A small regional hospital’s antitrust suit alleging illegal exclusive dealing and attempted monopolization against its largest competitor will move forward following a district court’s denial of the defendant hospital’s motion for judgment on the pleadings.  Methodist Health Svcs. Corp. v. OFS Healthcare System, d/b/a Saint Francis Med. Ctr., No. 1:13-cv-01054 (C.D. Ill. Mar. 25, 2015).  The complaint alleges that defendant is a “must have” for health insurers, and that defendant leverages that status to prevent health insurers from contracting with plaintiff and other competing hospitals.  Saint Francis filed a motion for judgment on the pleadings, arguing that the complaint failed to plead, and cannot adequately plead, plausible relevant product markets or substantial foreclosure in those markets.  The court disagreed.
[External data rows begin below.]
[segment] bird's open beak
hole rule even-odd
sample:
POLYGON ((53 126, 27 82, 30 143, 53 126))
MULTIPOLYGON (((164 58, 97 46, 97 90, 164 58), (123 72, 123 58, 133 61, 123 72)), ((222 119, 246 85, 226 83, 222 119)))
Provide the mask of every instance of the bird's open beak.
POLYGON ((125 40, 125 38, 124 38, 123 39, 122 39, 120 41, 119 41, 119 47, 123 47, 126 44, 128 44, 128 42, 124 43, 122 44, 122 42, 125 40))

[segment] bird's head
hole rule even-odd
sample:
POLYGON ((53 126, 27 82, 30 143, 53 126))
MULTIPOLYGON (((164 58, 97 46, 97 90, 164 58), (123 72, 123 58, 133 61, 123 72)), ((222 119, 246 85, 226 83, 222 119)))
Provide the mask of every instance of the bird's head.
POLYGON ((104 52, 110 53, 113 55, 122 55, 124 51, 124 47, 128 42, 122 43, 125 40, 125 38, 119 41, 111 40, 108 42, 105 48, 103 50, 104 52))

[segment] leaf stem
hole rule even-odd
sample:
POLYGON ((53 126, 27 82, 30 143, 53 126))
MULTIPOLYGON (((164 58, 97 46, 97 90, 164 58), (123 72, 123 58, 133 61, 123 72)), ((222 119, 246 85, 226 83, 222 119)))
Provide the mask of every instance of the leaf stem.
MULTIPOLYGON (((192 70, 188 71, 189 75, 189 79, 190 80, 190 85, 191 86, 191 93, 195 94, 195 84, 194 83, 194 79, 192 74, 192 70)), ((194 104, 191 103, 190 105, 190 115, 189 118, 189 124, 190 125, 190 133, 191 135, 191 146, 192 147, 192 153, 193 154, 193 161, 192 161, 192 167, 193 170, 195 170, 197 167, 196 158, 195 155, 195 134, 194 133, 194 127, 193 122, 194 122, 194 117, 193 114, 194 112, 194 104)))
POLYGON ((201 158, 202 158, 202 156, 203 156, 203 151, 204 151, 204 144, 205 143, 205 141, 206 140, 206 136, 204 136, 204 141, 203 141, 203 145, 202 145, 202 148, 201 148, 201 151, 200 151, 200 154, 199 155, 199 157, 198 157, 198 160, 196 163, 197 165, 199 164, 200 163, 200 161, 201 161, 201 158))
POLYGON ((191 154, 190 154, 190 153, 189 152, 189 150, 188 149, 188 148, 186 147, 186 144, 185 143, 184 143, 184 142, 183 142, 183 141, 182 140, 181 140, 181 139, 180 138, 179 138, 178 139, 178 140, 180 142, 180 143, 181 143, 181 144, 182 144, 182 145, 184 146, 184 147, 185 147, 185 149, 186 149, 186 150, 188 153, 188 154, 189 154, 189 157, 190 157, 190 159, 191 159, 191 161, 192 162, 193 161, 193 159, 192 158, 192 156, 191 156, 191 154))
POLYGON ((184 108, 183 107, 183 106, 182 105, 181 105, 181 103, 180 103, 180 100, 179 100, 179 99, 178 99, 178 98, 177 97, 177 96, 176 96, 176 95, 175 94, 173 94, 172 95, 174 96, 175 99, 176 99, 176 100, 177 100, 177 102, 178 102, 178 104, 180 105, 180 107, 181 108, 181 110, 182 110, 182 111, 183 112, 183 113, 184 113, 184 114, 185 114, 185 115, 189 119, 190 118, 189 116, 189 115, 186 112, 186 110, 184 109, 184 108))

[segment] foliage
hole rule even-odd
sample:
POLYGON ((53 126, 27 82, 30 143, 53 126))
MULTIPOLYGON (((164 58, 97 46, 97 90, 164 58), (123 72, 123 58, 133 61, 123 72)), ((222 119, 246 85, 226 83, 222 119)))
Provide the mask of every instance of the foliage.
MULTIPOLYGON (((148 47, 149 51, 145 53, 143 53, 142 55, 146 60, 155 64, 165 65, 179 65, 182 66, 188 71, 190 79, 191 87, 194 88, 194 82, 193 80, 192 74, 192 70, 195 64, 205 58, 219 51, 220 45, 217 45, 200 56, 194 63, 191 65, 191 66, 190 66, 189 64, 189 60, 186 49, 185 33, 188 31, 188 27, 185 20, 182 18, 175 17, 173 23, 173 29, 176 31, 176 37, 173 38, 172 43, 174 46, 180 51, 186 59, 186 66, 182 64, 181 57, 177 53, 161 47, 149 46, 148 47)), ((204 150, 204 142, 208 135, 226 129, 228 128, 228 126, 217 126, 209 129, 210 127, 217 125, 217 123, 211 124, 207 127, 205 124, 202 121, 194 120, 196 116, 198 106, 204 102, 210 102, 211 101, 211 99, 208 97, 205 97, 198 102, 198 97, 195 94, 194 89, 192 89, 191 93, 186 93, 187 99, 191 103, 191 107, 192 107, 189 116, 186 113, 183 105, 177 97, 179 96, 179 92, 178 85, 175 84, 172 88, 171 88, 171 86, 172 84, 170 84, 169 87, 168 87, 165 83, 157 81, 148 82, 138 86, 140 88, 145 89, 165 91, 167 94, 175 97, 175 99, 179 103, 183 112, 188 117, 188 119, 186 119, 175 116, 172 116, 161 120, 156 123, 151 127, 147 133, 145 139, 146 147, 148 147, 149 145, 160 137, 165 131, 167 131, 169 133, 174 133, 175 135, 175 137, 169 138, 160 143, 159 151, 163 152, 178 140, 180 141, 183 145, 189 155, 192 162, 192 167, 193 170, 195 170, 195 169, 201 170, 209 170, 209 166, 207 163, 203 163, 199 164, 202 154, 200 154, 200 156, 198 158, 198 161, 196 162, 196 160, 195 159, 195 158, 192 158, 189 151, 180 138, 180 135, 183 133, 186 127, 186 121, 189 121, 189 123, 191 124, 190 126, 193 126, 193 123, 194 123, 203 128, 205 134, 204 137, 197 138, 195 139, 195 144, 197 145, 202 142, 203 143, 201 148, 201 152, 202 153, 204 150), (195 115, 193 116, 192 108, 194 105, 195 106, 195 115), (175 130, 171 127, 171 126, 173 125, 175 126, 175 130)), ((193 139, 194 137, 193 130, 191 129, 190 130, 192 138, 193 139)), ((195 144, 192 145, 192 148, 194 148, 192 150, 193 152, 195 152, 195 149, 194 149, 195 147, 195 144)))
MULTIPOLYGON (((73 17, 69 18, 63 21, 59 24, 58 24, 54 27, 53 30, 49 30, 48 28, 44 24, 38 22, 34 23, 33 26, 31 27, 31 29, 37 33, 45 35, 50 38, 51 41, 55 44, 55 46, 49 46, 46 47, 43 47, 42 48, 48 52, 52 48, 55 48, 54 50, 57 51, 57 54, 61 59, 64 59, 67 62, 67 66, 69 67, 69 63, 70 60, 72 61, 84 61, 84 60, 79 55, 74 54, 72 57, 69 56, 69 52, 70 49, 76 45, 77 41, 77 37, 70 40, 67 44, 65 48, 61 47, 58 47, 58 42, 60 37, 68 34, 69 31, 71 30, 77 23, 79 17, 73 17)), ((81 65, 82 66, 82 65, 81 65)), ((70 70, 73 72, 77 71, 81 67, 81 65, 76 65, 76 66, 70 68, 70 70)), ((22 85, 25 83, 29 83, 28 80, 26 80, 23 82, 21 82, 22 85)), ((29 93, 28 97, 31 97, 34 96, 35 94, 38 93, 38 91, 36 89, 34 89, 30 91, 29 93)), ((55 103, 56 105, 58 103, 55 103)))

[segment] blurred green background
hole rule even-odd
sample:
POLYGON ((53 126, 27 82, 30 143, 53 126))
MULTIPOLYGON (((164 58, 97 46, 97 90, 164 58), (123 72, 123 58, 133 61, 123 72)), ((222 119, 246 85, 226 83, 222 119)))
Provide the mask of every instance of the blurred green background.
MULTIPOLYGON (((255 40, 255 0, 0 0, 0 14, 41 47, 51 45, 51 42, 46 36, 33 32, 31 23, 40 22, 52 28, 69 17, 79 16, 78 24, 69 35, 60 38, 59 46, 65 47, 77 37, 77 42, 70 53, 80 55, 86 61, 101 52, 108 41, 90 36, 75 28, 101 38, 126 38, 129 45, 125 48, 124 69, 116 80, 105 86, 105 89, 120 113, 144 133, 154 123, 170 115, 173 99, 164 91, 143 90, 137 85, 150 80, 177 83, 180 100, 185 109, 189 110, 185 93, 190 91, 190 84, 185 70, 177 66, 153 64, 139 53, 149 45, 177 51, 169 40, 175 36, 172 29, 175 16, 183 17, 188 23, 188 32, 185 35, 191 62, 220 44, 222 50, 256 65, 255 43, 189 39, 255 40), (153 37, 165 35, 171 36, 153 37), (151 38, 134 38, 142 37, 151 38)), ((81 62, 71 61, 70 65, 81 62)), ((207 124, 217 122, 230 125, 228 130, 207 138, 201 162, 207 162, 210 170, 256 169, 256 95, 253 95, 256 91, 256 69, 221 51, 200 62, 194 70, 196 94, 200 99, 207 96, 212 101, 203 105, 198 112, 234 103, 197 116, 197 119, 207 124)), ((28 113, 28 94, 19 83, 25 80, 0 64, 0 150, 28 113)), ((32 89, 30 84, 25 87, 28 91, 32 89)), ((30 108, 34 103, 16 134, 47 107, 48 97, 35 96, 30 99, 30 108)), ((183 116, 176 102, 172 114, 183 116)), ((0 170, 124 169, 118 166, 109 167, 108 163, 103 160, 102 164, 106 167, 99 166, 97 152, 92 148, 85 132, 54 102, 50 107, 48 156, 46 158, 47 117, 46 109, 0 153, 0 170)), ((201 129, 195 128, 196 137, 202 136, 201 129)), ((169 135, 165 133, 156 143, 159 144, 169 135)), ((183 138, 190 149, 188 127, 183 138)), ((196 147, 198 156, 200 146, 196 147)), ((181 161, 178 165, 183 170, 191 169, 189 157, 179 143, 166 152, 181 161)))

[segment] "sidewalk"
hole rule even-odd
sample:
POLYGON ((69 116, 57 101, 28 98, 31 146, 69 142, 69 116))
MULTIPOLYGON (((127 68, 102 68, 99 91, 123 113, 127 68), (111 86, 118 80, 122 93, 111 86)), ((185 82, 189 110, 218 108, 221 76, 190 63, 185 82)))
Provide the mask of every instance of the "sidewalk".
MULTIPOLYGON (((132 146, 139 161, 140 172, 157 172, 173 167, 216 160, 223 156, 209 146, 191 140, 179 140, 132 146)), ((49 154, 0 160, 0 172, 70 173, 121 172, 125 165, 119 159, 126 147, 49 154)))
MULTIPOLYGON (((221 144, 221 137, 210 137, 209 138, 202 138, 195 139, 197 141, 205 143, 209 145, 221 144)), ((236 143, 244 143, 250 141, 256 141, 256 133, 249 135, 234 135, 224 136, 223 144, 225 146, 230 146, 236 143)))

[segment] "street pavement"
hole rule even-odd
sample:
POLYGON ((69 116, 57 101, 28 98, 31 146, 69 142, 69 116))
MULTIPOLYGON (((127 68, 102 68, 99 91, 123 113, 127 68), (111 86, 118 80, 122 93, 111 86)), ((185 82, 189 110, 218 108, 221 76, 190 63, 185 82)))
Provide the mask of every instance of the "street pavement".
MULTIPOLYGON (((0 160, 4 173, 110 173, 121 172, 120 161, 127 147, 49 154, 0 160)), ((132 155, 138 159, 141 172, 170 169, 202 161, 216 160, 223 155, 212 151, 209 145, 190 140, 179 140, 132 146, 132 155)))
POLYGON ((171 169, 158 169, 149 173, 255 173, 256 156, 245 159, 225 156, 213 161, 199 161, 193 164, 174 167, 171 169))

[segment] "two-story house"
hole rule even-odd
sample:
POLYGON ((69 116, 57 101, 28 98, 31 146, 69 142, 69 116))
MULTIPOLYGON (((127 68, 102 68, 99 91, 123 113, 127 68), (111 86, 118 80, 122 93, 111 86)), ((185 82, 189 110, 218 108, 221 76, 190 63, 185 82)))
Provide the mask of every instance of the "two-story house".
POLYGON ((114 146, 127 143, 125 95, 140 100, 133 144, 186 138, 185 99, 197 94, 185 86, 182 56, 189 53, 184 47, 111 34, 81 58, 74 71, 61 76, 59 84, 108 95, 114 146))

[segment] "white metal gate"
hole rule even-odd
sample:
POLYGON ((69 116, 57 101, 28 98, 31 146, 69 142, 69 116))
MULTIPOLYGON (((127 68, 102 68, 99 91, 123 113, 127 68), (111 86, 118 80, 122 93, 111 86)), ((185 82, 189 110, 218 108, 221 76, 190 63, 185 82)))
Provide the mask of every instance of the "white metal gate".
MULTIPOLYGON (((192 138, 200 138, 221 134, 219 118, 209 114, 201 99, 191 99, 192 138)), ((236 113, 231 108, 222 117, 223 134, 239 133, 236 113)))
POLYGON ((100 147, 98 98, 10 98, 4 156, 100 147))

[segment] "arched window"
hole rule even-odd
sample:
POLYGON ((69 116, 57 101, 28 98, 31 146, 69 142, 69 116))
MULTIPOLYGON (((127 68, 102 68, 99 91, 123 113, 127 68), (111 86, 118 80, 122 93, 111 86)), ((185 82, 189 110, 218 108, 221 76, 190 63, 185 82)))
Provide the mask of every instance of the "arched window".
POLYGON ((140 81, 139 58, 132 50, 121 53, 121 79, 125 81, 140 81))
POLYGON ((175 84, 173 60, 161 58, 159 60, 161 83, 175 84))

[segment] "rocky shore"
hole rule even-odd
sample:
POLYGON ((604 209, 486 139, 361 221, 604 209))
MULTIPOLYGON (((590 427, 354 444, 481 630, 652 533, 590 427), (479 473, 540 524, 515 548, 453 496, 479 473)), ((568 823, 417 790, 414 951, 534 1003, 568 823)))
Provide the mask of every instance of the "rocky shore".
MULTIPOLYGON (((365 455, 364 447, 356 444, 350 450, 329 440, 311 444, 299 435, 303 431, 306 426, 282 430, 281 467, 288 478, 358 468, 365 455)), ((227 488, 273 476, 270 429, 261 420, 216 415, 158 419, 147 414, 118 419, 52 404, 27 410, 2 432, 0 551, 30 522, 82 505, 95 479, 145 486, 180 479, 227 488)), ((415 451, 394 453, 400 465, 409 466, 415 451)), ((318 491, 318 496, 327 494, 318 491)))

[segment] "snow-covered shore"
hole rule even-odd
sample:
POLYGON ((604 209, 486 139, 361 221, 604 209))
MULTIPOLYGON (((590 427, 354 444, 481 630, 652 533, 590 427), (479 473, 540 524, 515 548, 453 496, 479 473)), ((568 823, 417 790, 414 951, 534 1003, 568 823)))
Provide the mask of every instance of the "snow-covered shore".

In “Hospital Wins First Round Against Largest Rival” Mintz Levin antitrust attorneys explain the importance of this case, noting that it has the potential to create important precedent and guidance regarding the use of exclusive contracts, particularly when employed by parties with market power.  The case also serves as an important reminder that private antitrust litigation can often spark the interest of federal antitrust enforcers, as was the case in the FTC’s seminal St. Luke’s matter.  Beyond private litigants, the potential competitive harm from exclusive dealing has been and continues to be scrutinized by the federal antitrust enforcers.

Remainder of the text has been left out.